Patent timing for benralizumab in Europe depends on which specific form of protection you mean (active-substance patent, formulation/use patents, or supplementary protection such as SPCs). The provided information does not include the relevant European patent numbers, SPC status, or the expiry dates for Fasenra, so the exact expiry date cannot be confirmed here.
Can biosimilars launch in Europe before patent expiry?
In Europe, a biosimilar’s commercial launch can be blocked by enforceable patents even if regulatory approval is possible. Typically, the first question is whether the biosimilar company can obtain regulatory approval but delay “entry on the market” until patent barriers lift. The key details that determine this for benralizumab would be:
- which patents (and any SPCs) are in force in each country
- which biosimilar applicants are sued or covered by court decisions or settlement terms
- whether the biosimilar company enters “at risk” (launching despite active litigation)

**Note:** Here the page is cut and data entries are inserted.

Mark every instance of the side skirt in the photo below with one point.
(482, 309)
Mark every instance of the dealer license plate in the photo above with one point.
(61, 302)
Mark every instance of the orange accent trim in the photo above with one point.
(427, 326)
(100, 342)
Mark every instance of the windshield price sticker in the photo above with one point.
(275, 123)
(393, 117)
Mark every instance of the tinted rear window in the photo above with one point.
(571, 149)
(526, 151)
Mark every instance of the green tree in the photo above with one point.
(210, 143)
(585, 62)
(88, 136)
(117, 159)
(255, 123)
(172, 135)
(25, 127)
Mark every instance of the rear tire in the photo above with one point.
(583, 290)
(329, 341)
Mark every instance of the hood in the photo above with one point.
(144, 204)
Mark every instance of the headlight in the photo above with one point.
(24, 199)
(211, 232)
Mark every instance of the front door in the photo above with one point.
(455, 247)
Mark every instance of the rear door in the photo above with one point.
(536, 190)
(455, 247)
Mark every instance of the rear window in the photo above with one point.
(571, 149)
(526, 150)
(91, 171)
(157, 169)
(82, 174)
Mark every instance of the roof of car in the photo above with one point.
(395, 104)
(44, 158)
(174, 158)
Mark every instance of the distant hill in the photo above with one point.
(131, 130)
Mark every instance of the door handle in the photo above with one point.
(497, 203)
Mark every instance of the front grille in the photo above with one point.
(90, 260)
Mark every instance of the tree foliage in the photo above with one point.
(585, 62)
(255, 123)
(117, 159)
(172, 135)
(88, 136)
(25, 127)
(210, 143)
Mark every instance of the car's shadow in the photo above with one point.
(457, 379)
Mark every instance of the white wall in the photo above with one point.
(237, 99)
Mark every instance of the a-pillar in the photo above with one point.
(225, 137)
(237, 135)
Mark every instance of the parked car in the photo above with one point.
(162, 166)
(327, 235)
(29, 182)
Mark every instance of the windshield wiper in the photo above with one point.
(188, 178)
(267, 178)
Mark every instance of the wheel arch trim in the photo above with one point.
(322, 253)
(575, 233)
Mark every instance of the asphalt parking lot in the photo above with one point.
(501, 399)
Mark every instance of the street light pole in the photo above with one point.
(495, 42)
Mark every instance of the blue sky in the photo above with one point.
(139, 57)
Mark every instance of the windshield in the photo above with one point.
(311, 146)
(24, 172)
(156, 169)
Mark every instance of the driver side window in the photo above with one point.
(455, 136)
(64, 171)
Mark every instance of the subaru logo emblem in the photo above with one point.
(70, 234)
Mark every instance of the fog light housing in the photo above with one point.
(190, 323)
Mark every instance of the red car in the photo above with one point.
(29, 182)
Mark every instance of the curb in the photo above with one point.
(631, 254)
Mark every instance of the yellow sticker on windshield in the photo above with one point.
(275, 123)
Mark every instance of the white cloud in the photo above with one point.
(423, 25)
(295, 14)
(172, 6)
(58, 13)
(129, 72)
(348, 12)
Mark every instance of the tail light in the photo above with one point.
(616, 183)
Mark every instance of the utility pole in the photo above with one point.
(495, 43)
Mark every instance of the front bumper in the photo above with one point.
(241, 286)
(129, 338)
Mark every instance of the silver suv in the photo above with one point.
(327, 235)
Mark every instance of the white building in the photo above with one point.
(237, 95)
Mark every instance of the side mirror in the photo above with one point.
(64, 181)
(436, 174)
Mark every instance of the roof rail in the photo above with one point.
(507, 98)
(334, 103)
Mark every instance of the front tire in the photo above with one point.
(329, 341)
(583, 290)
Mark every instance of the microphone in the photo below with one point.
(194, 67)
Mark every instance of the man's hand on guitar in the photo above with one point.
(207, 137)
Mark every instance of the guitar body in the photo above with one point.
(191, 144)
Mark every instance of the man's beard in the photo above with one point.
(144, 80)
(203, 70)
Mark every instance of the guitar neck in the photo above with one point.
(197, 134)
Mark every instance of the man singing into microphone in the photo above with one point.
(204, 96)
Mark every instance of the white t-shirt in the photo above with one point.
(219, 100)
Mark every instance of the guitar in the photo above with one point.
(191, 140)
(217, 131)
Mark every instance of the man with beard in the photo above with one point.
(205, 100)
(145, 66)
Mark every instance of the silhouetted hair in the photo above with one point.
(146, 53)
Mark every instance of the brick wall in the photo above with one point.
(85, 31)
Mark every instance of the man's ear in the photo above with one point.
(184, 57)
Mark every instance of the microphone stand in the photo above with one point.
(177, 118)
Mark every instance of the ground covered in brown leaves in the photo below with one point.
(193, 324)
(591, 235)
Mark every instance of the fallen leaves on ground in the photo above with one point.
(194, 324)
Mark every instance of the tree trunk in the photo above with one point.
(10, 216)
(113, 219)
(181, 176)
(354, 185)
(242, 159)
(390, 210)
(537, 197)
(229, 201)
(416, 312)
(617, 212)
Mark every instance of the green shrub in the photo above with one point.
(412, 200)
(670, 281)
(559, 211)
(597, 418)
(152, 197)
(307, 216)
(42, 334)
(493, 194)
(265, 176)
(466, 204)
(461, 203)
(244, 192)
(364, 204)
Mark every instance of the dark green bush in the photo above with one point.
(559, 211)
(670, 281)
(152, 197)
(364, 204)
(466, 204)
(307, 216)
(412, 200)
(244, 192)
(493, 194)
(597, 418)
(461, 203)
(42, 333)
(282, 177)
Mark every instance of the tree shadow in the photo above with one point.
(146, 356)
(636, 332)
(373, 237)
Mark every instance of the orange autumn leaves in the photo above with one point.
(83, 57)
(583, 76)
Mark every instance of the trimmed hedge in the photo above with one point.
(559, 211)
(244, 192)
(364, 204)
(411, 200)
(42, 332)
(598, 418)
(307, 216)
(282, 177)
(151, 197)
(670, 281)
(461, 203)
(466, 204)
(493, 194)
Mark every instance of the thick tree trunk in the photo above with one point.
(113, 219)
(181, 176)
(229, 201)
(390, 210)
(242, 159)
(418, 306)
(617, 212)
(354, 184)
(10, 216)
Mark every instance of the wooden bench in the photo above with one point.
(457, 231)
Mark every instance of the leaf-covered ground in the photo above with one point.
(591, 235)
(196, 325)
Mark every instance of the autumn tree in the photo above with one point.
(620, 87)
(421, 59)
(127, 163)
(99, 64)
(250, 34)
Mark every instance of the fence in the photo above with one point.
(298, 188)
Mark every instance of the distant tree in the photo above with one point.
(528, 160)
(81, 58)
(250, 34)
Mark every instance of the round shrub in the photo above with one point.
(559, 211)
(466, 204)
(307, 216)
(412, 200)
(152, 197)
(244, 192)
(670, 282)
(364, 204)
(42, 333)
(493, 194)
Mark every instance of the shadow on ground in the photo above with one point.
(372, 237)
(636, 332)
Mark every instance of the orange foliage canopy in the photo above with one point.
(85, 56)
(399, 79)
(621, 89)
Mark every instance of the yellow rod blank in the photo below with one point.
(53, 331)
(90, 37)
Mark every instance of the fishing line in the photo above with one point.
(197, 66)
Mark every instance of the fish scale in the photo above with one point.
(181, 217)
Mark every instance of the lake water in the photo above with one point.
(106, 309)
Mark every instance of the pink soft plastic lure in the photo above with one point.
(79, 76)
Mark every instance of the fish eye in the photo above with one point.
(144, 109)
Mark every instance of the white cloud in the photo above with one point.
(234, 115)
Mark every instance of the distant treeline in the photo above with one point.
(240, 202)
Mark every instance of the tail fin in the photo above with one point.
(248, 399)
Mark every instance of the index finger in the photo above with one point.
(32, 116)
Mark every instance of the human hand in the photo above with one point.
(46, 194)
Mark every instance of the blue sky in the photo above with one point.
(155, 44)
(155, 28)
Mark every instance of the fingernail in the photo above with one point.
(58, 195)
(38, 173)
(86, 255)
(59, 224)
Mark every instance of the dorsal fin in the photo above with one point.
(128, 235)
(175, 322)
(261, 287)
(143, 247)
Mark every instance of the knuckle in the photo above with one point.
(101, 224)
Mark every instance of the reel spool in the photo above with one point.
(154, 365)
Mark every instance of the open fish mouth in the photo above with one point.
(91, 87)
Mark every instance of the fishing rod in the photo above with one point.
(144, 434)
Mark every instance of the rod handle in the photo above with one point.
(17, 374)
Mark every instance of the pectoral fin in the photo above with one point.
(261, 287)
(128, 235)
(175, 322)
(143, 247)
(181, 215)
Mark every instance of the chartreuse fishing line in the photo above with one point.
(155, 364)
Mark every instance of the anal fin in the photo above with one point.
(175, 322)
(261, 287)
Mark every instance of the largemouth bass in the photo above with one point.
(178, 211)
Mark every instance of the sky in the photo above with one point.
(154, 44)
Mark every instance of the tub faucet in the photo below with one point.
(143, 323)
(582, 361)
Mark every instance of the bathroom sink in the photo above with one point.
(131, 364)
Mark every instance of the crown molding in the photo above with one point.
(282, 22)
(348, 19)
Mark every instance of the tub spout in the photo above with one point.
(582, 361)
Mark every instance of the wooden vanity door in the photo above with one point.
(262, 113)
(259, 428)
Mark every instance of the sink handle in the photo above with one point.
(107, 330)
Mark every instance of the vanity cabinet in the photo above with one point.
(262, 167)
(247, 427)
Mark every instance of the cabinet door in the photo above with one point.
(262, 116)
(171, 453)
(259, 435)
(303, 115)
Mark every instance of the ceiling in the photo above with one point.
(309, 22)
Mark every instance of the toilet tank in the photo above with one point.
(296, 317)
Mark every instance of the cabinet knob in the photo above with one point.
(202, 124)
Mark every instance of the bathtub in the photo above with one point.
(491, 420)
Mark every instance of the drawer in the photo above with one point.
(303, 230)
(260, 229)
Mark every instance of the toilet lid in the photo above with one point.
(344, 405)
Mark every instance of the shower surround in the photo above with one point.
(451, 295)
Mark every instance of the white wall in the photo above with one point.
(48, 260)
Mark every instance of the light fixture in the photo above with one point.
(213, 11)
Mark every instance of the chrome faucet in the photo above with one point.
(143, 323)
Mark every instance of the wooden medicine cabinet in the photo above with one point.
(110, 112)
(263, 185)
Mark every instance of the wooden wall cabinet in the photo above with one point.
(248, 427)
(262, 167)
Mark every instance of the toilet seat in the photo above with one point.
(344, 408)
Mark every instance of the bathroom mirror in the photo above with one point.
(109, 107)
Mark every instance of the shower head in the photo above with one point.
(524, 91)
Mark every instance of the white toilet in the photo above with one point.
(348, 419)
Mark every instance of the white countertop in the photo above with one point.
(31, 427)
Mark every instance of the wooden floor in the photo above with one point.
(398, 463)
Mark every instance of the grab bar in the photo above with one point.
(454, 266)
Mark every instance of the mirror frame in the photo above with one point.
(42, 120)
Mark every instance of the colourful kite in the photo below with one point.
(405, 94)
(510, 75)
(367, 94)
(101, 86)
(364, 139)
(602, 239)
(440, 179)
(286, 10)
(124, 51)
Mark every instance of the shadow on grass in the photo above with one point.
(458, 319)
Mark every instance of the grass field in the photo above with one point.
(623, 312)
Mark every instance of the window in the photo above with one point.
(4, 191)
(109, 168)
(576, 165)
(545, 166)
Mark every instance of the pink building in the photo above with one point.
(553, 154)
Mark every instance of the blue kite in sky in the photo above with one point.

Those patent and litigation specifics are not included in the provided information, so the launch timing can’t be pinned down.
What timelines matter most: regulatory approval vs. market entry?
For European launches, two timelines often diverge:
- Regulatory approval (EMA) can be granted if quality, safety, and efficacy requirements are met.
- Market entry can be delayed by patent/SPC protection and enforcement actions.
So even if an EMA decision occurs, the competitive reality may still wait for patent expiry or for legal resolution/settlement.
Which benralizumab biosimilar could launch first in Europe?
The answer depends on which biosimilar applicants have progressed through EMA assessment, and then on patent status and enforcement in specific European countries. The provided information does not identify:
- named benralizumab biosimilars
- their EMA authorization dates
- their intended launch countries
- any related litigation or settlements
What should patients and prescribers expect if a biosimilar launches?
In practice, once a biosimilar is commercially available, the main patient-facing questions are usually:
- whether the biosimilar has the same indication coverage and dosing schedule as Fasenra
- whether switching is supported in local prescribing guidance
- what happens if a patient is stable on the reference product
Exact switching guidance and interchangeability rules vary by country and are not covered in the provided information.
What information you can share so the expiry/launch date can be determined precisely
If you want a concrete Europe expiry and likely launch window, share any of the following (even one helps):
- the specific European patent number(s) or an SPC number for benralizumab/Fasenra
- a country focus (EU-wide is not enough for enforcement; UK, DE, FR, etc. can differ)
- whether you mean “first generic entry,” “biosimilar market entry,” or “end of SPC”
- the name of the benralizumab biosimilar you’re tracking
Sources
No sources were provided in the prompt, so no citations can be listed.